I also got doggie vaccines for my "kids" today. I was very nervous because I bought the vaccines and had to give them myself. I was proud of myself, I was actually able to do it and it saved me so much money. I also had to make an appointment for my youngest, Joey. He's a minature pinscher and its time for the dreaded neutering. I feel so bad because I don't want to seem him hurt. Really, my dogs are like my kids. If I feel this bad about having to neuter him, how am I going to feel when I do have kids and they have to have vaccines or they have to has some kind of procedure?

Well, I guess I should get back to trying to finish my "homework"

Sunday, October 19, 2008

That perfect guy......

Why can't I find that perfect guy??? I guess the entire time I've been looking in all the wrong places. All I want is someone to care about me, love me and just treat me the way I should be treated! Dadgum....I want someone like that so bad. I need help because obviously I'm not doing a very good job!

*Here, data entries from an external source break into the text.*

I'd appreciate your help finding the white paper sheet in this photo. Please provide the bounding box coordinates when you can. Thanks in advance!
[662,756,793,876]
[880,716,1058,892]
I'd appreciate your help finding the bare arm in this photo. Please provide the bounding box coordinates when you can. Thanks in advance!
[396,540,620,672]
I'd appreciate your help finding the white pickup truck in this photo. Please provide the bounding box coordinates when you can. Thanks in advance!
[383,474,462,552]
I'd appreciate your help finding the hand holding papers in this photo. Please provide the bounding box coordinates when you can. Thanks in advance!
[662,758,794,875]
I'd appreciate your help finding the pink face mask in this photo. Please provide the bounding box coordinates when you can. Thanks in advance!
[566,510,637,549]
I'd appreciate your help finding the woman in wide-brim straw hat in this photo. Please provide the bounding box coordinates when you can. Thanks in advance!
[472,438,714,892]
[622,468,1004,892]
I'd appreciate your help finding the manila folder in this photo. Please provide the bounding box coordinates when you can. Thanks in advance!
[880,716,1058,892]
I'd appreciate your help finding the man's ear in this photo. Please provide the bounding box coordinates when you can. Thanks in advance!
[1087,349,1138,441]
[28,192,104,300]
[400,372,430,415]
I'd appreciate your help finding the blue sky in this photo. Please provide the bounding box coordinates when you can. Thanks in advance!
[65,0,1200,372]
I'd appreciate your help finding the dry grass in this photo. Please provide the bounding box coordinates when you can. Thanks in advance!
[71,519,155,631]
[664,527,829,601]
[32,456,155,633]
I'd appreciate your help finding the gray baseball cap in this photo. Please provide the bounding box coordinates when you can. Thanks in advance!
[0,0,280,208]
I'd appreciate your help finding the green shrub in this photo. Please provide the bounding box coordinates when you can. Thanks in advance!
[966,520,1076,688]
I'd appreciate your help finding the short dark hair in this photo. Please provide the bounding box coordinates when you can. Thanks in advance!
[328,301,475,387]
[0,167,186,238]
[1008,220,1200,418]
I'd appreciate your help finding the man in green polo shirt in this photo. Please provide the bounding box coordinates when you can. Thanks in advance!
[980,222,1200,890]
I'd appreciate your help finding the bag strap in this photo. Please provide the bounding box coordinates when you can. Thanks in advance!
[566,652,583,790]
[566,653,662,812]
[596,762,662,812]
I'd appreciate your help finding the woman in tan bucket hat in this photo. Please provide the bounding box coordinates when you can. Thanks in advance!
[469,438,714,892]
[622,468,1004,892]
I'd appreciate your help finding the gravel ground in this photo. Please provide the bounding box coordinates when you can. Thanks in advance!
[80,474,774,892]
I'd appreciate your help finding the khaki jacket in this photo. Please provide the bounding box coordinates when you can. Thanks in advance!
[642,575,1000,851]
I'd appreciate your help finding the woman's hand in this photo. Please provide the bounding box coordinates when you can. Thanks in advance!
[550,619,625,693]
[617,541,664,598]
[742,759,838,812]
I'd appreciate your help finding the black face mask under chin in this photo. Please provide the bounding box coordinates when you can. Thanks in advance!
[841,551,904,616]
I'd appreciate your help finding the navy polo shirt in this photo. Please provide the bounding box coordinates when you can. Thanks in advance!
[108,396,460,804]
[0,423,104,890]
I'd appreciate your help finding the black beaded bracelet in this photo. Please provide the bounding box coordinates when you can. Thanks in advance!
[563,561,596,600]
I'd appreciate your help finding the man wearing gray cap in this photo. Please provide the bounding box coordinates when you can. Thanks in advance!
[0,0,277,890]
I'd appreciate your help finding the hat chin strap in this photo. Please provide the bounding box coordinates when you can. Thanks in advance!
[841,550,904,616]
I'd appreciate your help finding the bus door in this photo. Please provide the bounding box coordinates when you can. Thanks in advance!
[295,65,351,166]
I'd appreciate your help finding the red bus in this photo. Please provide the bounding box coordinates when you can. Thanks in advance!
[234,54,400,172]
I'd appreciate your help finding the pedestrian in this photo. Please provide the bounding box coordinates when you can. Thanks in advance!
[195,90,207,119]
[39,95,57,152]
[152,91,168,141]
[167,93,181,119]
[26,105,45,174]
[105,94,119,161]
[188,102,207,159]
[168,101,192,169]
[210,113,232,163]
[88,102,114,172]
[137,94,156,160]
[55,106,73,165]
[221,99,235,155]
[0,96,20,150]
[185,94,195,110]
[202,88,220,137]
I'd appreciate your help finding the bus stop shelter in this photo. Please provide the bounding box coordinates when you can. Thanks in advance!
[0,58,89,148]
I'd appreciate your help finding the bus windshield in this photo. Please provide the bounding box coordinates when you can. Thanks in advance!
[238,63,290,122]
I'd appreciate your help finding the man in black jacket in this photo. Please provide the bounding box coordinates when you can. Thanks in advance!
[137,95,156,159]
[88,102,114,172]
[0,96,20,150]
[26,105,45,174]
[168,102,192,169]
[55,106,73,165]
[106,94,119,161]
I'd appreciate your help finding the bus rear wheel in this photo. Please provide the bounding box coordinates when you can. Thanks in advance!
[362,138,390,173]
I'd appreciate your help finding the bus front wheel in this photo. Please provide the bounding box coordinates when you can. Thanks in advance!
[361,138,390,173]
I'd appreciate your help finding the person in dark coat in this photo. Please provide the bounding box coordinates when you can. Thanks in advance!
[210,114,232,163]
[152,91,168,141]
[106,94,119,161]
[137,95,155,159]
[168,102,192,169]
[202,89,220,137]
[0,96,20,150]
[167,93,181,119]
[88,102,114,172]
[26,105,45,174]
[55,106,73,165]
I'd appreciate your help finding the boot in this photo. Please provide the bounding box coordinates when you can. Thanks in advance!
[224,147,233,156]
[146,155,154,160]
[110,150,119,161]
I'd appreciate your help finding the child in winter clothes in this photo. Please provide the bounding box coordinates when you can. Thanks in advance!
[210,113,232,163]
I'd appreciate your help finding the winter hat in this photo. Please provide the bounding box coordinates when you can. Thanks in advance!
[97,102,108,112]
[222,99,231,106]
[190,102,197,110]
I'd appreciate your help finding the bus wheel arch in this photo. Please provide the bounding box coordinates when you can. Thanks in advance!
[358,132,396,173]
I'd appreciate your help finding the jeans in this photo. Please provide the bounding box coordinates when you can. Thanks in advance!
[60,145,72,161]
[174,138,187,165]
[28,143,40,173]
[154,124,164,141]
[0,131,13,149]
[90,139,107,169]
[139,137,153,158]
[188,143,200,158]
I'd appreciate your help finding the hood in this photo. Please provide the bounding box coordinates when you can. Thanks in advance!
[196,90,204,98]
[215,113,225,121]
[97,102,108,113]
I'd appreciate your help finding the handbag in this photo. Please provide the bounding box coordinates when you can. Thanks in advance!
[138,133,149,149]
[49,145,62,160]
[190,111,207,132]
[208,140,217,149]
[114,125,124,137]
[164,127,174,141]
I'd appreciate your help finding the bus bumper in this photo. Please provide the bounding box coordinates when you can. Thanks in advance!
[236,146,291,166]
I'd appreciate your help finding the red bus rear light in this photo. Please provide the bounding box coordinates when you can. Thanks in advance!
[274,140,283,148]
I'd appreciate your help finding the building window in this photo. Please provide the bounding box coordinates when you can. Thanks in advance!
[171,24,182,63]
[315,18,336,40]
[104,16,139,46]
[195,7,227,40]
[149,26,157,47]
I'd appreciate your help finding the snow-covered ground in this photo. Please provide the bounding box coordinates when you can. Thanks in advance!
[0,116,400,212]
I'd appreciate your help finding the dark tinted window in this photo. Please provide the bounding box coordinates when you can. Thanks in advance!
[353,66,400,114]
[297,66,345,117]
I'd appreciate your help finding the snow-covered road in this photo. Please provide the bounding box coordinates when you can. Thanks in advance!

Thursday, October 16, 2008

I am so glad that tomorrow is FRIDAY!!! I've worked late everyday this week and am ready for some rest! I feel so frustrated that I just want to cry. I have so many things running through my head and some of it I don't even know what it is! I think God made guys just to get on our nerves and to see just how much we can take!! I'm about to go insane!



I am trying to make a "healthy lifestyle change" (my phrase for diet) because I was told I needed to start living healthier. I'm having alot of trouble even though I know the reason I need to do this is very important. Why can't things like this be easy? Why can't I like to eat nasty green veggies and yummy stuff like that? I did figure out one I do like alot. Yellow squash. Of course I like it with butter! that just takes the healthy out of it but atleast its a veggie other than green beans or corn right?

Wednesday, October 15, 2008

I Can't believe I'm into the Blogging World now?!

So I never thought I would blog, at all, but I guess I am now! I thought I would use this as a release....not that I don't have several best friends to talk to....but there are some of you who I love dearly but I just don't get to talk to you very often. So, maybe this will break the distance between us.

There has been so many things going on in my life and the Stapleton life lately. Sometimes I wish I could just curl up in a ball and make it all go away. It seems like every week is something new to worry about. Of course right now the latest is about my Granny. She has breast cancer and will be having surgery in about 2 weeks, then its Papa and his crazy problems that he has, and of course I always have my most awesome sister-in-law on my mind, and now I'm having some issues.

I would just like to ask you to pray for my family and I. Lots of things are going on. Right now, I'm really struggling with something that is going on with me. I know alot of it is just the mentality of it all so I have my good days and bad. I'm not ready to tell most of you what it is and I hope your not offended if I just don't. But I'm just going to ask if you would, please keep all of this in your prayers.

Wow! Taylor...you are so right, I can express so much just thru writing. But I probably need to stop before I say to much.